Let's take a moment to acknowledge military mHealth achievements

There is a strong tendency for most Americans to think the bureaucratic process often gets in the way of federal agencies undertaking innovative programs and strategies.

It's typically an inherent belief for many of us given the stumbles federal agencies often make and the headlines those missteps generate, with good news often relegated to back pages.

But that shouldn't be the case when it comes to the progress the U.S. military departments have made with mobile health technology--and how they are using the tools to help active service personnel and injured soldiers.

Just a month ago, the U.S. Food and Drug Administration green-lit a new device that will help medics more accurately and more quickly diagnose traumatic brain injury while on the battlefield.
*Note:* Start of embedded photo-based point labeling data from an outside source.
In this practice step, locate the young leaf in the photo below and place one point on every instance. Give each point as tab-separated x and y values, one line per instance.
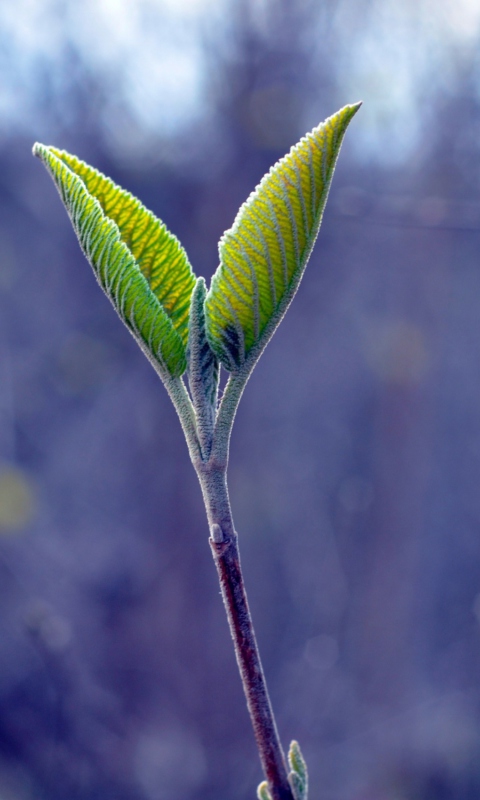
140	265
264	254
203	369
298	776
262	791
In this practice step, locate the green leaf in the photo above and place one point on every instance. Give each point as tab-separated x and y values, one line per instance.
203	369
298	776
262	791
139	264
264	254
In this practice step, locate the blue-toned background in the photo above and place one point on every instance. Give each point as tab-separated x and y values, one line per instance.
355	461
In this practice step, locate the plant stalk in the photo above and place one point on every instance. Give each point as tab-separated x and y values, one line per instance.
225	551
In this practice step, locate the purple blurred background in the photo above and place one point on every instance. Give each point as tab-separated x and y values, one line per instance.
355	460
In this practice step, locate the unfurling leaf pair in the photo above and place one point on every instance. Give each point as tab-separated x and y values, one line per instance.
297	778
182	327
145	271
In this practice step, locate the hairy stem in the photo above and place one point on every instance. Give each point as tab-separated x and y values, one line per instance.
224	546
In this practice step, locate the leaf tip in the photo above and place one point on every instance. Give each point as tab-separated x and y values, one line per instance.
38	149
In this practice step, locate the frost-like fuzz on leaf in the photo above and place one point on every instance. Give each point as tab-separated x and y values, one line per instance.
264	254
262	792
140	265
298	777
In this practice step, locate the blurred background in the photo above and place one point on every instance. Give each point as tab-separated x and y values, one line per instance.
355	460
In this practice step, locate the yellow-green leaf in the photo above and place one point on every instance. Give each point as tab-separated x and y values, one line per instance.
140	265
264	254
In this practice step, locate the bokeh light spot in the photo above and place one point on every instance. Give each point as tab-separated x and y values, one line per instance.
16	500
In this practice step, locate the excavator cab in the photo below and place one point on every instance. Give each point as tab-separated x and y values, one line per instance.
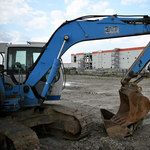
133	105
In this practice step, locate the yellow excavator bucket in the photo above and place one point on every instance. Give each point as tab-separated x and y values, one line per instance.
133	107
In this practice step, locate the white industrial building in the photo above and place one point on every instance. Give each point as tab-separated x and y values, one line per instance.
115	59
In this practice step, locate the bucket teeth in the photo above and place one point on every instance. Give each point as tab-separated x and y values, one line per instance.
133	107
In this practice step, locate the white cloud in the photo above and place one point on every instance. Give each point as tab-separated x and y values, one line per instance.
57	18
66	1
75	7
99	6
40	39
20	13
128	2
143	6
14	37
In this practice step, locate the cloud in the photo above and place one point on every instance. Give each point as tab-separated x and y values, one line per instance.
75	7
40	39
128	2
143	6
57	18
20	13
99	6
14	37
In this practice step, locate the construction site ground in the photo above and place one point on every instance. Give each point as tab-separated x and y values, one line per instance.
89	94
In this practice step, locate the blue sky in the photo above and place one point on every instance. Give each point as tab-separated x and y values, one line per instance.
36	20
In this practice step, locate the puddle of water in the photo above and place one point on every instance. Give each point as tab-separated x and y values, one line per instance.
100	92
69	83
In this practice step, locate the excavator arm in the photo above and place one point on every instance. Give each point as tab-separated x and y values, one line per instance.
84	29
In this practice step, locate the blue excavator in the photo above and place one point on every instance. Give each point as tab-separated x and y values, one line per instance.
26	83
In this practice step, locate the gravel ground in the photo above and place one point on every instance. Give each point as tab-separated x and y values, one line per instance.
89	94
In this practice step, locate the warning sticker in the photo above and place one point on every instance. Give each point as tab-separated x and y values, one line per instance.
112	30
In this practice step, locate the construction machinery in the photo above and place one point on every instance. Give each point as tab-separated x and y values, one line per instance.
25	83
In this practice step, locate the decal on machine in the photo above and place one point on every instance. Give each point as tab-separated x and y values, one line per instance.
112	30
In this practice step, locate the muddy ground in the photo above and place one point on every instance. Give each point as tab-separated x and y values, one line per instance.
90	93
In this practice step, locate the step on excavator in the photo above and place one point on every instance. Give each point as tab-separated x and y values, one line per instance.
32	76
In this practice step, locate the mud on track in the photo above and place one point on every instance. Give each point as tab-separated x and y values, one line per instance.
90	93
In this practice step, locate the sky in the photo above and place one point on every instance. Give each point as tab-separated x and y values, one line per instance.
36	21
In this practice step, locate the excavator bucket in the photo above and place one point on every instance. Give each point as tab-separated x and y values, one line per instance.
133	107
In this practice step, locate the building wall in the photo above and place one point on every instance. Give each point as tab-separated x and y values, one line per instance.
67	65
128	56
103	59
106	59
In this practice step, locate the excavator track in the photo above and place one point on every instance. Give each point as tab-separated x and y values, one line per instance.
84	119
17	136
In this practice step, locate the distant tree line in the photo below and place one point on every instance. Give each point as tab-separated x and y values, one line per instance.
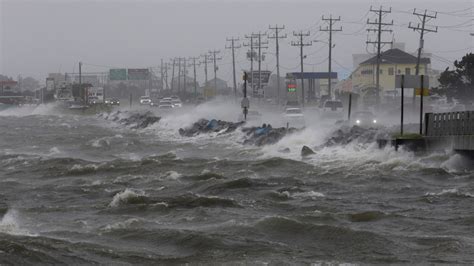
458	84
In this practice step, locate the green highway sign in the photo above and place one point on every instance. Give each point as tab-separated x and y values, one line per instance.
118	74
138	73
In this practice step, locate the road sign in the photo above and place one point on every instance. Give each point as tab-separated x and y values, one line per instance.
411	81
138	74
245	103
264	77
49	84
291	87
426	92
118	74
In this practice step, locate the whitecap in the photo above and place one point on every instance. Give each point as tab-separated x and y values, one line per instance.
126	196
10	224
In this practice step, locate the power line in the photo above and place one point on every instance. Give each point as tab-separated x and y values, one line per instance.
214	58
331	21
301	44
277	49
379	23
233	47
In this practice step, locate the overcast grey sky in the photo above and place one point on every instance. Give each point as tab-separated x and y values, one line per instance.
38	37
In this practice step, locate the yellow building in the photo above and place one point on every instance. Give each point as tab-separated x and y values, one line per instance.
393	62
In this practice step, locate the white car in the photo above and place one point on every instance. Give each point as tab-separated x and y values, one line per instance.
177	103
294	117
333	109
165	105
145	100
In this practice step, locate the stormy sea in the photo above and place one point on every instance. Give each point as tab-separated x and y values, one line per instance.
105	189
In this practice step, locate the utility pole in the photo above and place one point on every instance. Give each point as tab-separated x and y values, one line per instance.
259	46
206	60
379	23
162	75
251	56
166	76
214	59
184	76
331	21
424	17
179	75
80	73
301	44
233	46
172	75
194	70
277	49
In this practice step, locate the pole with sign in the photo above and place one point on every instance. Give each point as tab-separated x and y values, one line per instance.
245	104
420	84
402	85
421	103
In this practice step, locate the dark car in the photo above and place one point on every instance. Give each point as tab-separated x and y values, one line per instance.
112	101
364	118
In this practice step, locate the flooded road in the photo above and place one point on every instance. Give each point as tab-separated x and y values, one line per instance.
79	189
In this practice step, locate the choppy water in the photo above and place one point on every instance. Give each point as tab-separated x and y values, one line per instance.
81	190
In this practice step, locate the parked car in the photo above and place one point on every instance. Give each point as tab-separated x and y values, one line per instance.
112	101
364	118
294	117
165	104
177	103
333	109
145	100
252	115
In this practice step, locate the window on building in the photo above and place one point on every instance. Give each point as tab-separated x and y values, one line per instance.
366	72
The tool boasts disposal sensors and a headset using an Android smartphones.

Now comes new research on how military departments are using mHealth to make a difference when it comes to veterans' rehabilitation and recuperation efforts. 

The study is an in-depth look at a military-developed text app, mCare, created in 2011. The app was designed to help service personnel with medical appointment alerts and content regarding medical issues. The research reveals that the tool, and others like it, can help to "increase the quantity and quality of patient-provider communications in a community-based, rehabilitation care setting, above that of standard care."

That is just likely the start of what these kind of tools can provide, which researchers say can also help wounded personnel with chronic care management issues and goal awareness in medical recovery.

In addition, a year ago the Veterans Affairs Department announced plans to launch two of several new mHealth apps providing veterans easier and quicker access to healthcare data via smartphones and tablets. The Summary of Care and Blue Button apps offer military personnel access to electronic health records, and enable the sharing of health information with non-VA providers. The two apps, initially developed as desktop applications for the agency's My HealtheVet portal, attained top ratings from users during beta testing.

Neil Evans, co-director of the Connected Health at the Veterans Health Administration, said many the agency's recent efforts have been tied to the prime fact that veterans want health record access and apps via a mobile device, FierceMobileHealthcare previously reported. Simply put, mobile is where everyone is located today, especially new military service personnel, given their age and experience with technology.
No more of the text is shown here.